Junk, litter, trash, refuse, and all manner of polluted, unvalued, and forgotten things compose this City. Garbage is a vast cultural category of entropic things, decomposing forms, and abjections that have crossed the threshold of being discrete objects or entities. The post-mortal world. Broken machines, shattered toys. Metabolic byproducts: urine, feces, and other biohazards. Moldy, melted vegetables. Dust as the ultimate steady-state attractor. Garbage threatens as a polluting substance that has fallen out of economic value to become a harbinger of ecological collapse at various scales. Every accumulation of capital has its accumulation of waste that might clog and overwhelm the moneyed world. Garbage is a dangerous and valuable substance, riotous with threats and promises, that we must regulate or vanquish. Toilets and trashcans suck it out of existence – someone else's problem. This rotting world we send off to landfills – our very bodies and thinking are a part of it; we might come to think of it as worth preserving, repairing, and keeping among the living.

And just what is this living that something like garbage does it, too? Living is a word or music of uncanny intelligences, senses, bodies, and forms caught up in loving and fighting and killing and dying with each other. But living is sadly and inevitably mortal, the flash in the dark before the dead remains become the food or home for some other life form. Living is about the mortal arc of presence and dissolution, and nothing lives without being in an atmosphere, affecting and being affected by other beings. Living is intensely relational, like when you only feel really alive when a certain person's around.

The quality of vivaciousness depends on a politics of attachment (over emancipation) whereby beings become dependent on one another, or even use each other as components in “living machines.” But these machines are unpredictable, articulating at unknown scales, growing through accidents and auspicious, unplanned unfurlings. “Living garbage” animates a thinking and language oriented away from trying to control how life forms, atmospheres, systems, or patterns should be, towards caring for and preserving their self-emergent vivacity in processes of symbiotic survival that are never finished and thereby eternal, for the moment. 

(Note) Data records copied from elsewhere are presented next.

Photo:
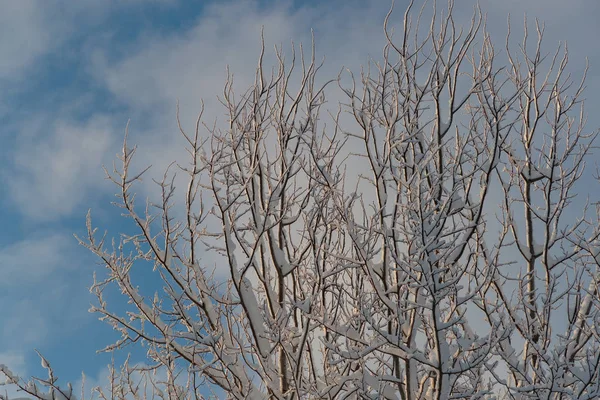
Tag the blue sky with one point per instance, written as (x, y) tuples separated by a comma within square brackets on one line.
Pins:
[(72, 73)]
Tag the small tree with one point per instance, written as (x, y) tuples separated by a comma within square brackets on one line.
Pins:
[(426, 250)]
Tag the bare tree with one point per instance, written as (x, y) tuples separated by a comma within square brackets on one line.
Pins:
[(429, 248)]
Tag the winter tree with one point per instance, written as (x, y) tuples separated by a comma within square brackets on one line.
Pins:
[(426, 240)]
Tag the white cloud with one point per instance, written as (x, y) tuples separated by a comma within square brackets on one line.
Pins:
[(55, 166)]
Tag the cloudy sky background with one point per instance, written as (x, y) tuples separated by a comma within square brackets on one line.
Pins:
[(72, 73)]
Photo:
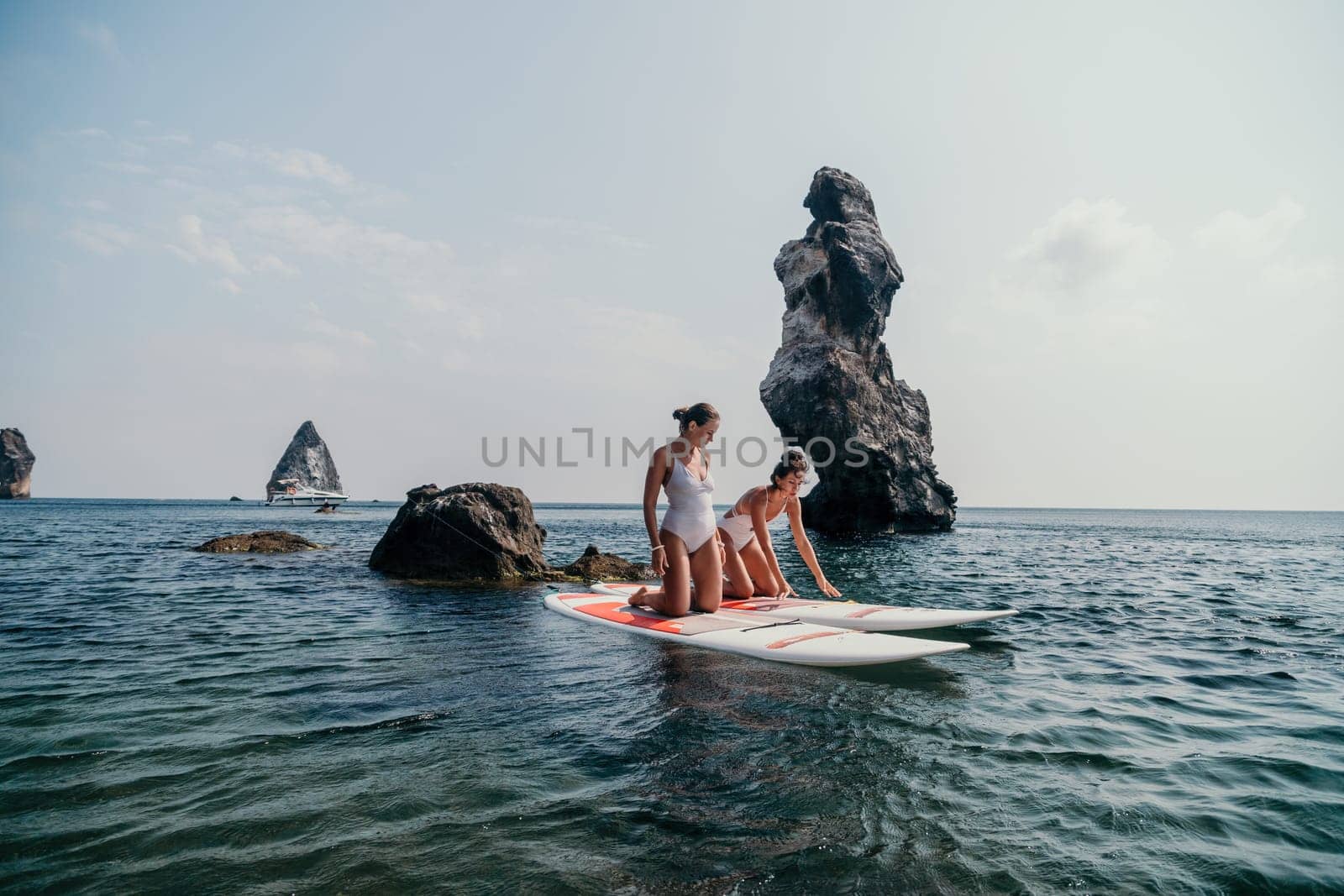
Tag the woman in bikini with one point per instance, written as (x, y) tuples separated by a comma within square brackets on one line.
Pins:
[(749, 555), (685, 548)]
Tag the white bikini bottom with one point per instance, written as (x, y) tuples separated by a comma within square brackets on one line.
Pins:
[(696, 528)]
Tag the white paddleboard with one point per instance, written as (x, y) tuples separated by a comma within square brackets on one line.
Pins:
[(749, 634), (842, 614)]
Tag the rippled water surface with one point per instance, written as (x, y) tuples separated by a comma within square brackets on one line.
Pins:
[(1164, 715)]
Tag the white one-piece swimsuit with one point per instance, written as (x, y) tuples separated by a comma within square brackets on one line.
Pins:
[(738, 527), (690, 506)]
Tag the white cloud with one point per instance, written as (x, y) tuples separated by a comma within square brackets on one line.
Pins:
[(127, 167), (273, 265), (338, 238), (645, 338), (293, 163), (199, 248), (1085, 244), (100, 238), (101, 38), (319, 324), (1256, 237), (586, 230), (1261, 241)]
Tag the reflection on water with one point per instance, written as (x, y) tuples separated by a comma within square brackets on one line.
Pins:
[(1164, 715)]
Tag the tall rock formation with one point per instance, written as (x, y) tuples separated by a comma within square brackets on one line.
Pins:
[(15, 465), (831, 383), (308, 461)]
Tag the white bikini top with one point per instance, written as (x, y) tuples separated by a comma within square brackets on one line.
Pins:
[(689, 493)]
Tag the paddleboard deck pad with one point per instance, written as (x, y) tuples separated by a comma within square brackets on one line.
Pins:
[(779, 638), (840, 614)]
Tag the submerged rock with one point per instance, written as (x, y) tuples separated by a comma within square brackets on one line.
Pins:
[(481, 532), (476, 531), (266, 542), (306, 463), (831, 387), (15, 465), (596, 566)]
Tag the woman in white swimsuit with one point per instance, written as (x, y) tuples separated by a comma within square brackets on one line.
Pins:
[(687, 548), (749, 557)]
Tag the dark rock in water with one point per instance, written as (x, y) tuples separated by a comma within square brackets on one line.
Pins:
[(832, 382), (476, 531), (307, 463), (596, 566), (15, 465), (268, 542)]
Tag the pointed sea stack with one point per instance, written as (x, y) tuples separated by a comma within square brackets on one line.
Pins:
[(15, 465), (308, 461), (831, 382)]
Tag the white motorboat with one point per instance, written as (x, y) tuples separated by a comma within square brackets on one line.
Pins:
[(297, 495)]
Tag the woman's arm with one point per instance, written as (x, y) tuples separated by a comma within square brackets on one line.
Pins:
[(759, 524), (652, 483), (800, 540)]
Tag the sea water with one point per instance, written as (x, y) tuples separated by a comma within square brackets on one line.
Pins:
[(1164, 715)]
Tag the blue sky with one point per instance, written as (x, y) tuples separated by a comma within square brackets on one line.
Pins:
[(433, 223)]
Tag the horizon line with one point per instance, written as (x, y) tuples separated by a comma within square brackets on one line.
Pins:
[(662, 504)]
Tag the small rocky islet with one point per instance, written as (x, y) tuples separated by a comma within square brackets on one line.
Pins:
[(17, 461), (830, 389), (264, 542)]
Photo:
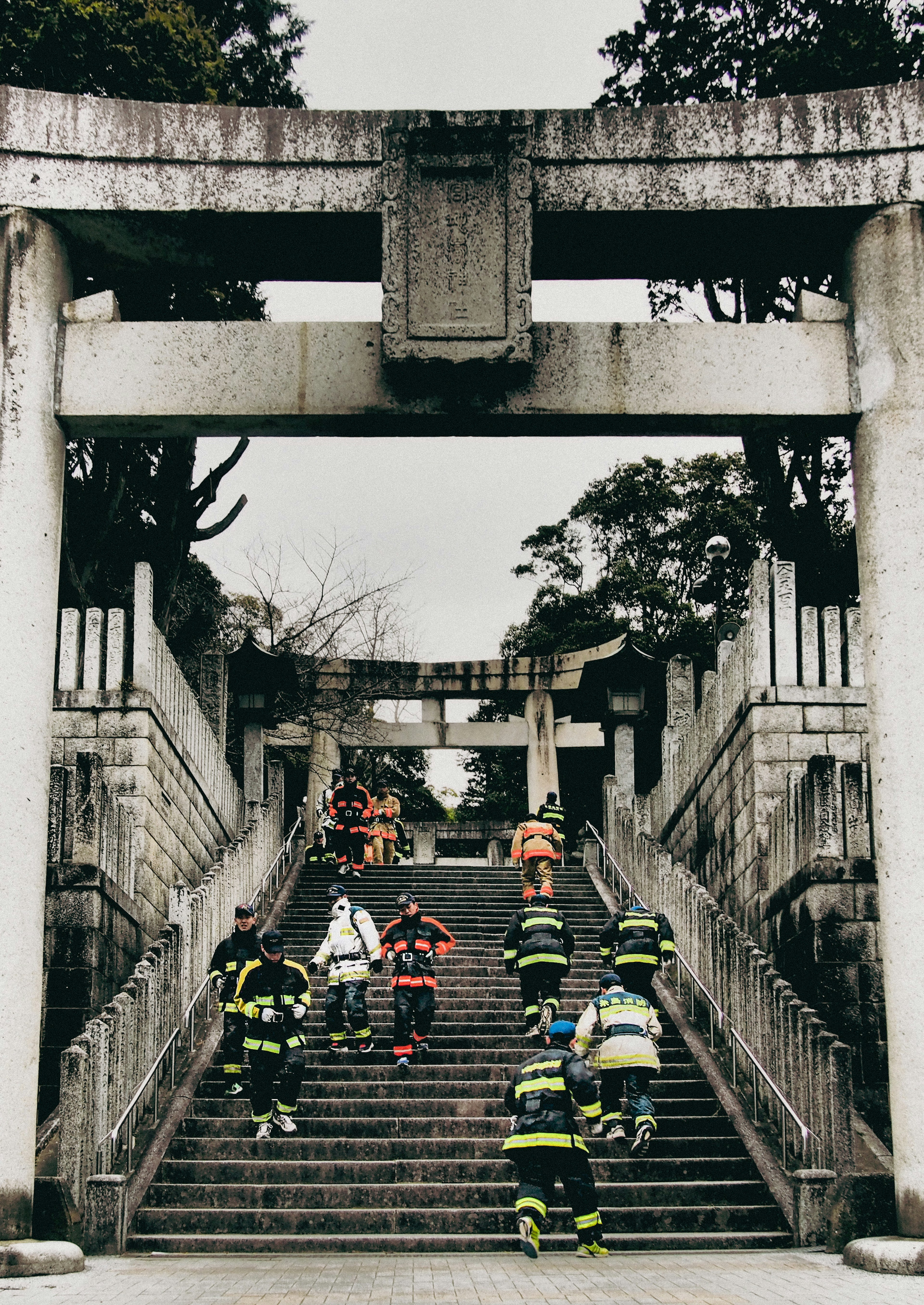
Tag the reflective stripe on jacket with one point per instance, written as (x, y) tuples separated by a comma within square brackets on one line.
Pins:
[(542, 1094), (538, 934), (281, 986), (637, 938), (536, 838), (619, 1013)]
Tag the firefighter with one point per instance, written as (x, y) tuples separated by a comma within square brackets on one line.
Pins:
[(403, 846), (545, 1145), (352, 952), (628, 1056), (275, 995), (318, 854), (323, 810), (385, 811), (536, 848), (552, 815), (539, 945), (231, 956), (636, 943), (414, 941), (350, 810)]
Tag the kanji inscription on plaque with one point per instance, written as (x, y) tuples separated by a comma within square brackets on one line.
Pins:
[(457, 246)]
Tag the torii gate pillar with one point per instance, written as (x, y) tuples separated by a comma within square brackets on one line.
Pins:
[(34, 281), (542, 760), (886, 275)]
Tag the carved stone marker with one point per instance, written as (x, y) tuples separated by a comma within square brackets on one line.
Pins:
[(457, 244)]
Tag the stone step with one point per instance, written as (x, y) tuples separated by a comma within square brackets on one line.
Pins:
[(440, 1244), (489, 1196), (491, 1219), (498, 1170)]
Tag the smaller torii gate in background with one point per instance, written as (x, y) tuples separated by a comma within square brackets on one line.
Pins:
[(456, 213)]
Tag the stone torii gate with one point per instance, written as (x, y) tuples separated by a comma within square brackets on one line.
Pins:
[(456, 212)]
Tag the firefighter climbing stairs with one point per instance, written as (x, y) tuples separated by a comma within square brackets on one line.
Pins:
[(414, 1165)]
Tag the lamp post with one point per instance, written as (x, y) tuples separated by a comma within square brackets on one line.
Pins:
[(712, 588)]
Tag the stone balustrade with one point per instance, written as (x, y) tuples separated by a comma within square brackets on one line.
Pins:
[(807, 1061), (105, 1065)]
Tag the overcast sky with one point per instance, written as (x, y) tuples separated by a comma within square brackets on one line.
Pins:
[(452, 511)]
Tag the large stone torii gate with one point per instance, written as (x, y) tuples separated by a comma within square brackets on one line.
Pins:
[(456, 212)]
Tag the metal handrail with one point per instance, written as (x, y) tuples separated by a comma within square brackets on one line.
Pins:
[(187, 1020), (714, 1012)]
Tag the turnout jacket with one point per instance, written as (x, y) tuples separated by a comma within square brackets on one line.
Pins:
[(629, 1029), (385, 811), (414, 941), (538, 934), (230, 957), (352, 944), (637, 938), (280, 986), (536, 838), (350, 810), (552, 815), (542, 1094)]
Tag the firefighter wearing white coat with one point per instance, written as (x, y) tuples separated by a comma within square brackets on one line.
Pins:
[(627, 1056), (352, 952)]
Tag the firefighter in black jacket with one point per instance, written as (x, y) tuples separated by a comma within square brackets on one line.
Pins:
[(275, 995), (545, 1145), (413, 941), (231, 956), (539, 945), (350, 810), (636, 943)]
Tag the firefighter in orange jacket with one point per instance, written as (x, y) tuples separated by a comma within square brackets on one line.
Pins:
[(537, 846), (350, 810), (413, 943)]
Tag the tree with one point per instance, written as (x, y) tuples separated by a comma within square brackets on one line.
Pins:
[(740, 50), (135, 500), (628, 553)]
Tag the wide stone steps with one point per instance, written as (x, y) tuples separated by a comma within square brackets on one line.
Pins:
[(416, 1165)]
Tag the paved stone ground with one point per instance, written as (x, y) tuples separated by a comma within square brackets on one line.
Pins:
[(670, 1278)]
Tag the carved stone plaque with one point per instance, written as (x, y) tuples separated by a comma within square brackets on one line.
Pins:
[(457, 244)]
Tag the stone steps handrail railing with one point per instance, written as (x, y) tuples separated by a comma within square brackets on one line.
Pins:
[(102, 1069), (777, 647), (810, 1068)]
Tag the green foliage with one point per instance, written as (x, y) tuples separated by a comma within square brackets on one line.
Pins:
[(644, 529), (732, 51), (496, 787), (405, 773)]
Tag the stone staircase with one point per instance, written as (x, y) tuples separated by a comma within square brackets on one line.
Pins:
[(389, 1163)]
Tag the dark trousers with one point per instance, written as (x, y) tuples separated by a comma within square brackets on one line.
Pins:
[(350, 848), (641, 1106), (289, 1067), (354, 996), (637, 978), (541, 983), (538, 1169), (233, 1042), (414, 1011)]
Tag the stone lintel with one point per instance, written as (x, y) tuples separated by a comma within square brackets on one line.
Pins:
[(124, 379)]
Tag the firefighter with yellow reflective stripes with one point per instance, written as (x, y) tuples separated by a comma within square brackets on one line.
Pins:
[(231, 956), (539, 945), (636, 943), (545, 1144), (275, 995), (627, 1056)]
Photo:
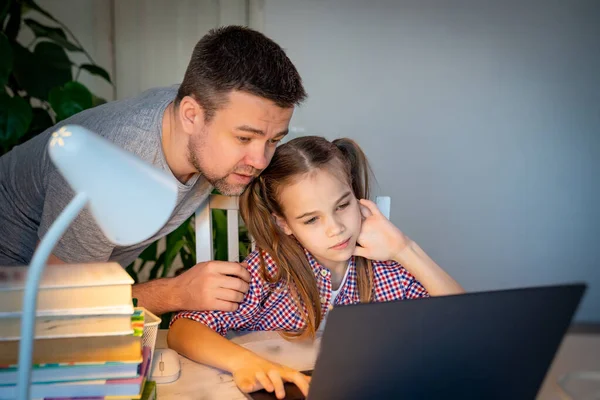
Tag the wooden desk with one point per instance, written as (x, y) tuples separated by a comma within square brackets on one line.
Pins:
[(579, 351)]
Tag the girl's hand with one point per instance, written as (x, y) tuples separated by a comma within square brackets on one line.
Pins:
[(259, 373), (378, 239)]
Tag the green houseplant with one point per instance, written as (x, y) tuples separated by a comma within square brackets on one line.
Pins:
[(39, 81), (40, 87)]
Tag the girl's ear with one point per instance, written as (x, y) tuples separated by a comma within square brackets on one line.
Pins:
[(280, 221)]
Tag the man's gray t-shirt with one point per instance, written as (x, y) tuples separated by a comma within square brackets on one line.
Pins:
[(33, 193)]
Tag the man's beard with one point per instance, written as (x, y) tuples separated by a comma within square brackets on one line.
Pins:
[(220, 183)]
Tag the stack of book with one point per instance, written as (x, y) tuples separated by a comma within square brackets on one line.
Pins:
[(88, 336)]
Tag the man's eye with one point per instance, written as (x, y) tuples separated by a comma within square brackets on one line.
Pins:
[(342, 206)]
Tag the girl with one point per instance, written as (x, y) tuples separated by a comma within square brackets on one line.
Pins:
[(316, 247)]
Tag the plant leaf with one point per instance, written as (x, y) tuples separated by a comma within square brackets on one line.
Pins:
[(70, 99), (15, 117), (96, 101), (57, 35), (157, 266), (170, 255), (220, 234), (96, 70), (6, 62), (4, 11)]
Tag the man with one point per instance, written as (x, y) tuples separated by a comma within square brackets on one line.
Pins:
[(219, 129)]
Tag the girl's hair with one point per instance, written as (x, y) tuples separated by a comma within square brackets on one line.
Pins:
[(291, 162)]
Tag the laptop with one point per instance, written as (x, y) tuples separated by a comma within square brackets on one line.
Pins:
[(483, 345)]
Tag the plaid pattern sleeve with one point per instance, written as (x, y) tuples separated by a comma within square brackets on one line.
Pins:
[(393, 282), (241, 319)]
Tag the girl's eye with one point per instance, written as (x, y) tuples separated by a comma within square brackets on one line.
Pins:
[(310, 221), (342, 206)]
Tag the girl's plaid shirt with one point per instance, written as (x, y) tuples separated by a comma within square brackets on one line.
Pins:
[(271, 307)]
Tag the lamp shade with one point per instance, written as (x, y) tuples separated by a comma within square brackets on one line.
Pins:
[(129, 198)]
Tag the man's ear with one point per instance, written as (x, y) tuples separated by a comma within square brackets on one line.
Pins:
[(280, 221), (191, 115)]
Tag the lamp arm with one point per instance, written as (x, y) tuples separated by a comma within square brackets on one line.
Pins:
[(34, 274)]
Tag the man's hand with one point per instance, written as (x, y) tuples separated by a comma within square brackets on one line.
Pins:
[(378, 239), (213, 285)]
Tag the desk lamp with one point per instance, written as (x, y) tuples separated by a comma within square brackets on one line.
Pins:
[(129, 199)]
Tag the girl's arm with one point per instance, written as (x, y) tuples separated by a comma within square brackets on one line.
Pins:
[(379, 239), (250, 372), (425, 270)]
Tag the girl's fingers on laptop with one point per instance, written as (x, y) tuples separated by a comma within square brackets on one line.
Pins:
[(265, 382), (277, 381), (299, 379)]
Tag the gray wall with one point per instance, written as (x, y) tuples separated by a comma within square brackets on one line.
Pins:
[(481, 120)]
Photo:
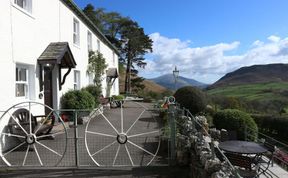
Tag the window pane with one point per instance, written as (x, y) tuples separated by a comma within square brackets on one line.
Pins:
[(23, 75), (20, 89), (17, 77)]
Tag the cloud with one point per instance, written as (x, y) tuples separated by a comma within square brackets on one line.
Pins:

This 22nd century gambit for survival posed by the future City of Living Garbage might be the grim kind of survival that lives off boiled dandelion greens and beetle grubs. But it just might be the survival that glorifies in calling out, "We're still here! We survived!" while joyfully improvising ways to make a living. If the luxurious present gets yanked away from all around us, what is left but garbage? Under these conditions the residual and the ruins take on the presence of gifts. Then improvisations that transform death and decay become ordinary, humble, and thankful. The dusty, rotten world becomes fertile soil, and that's the ground for the City of Living Garbage. It is growing in my backyard.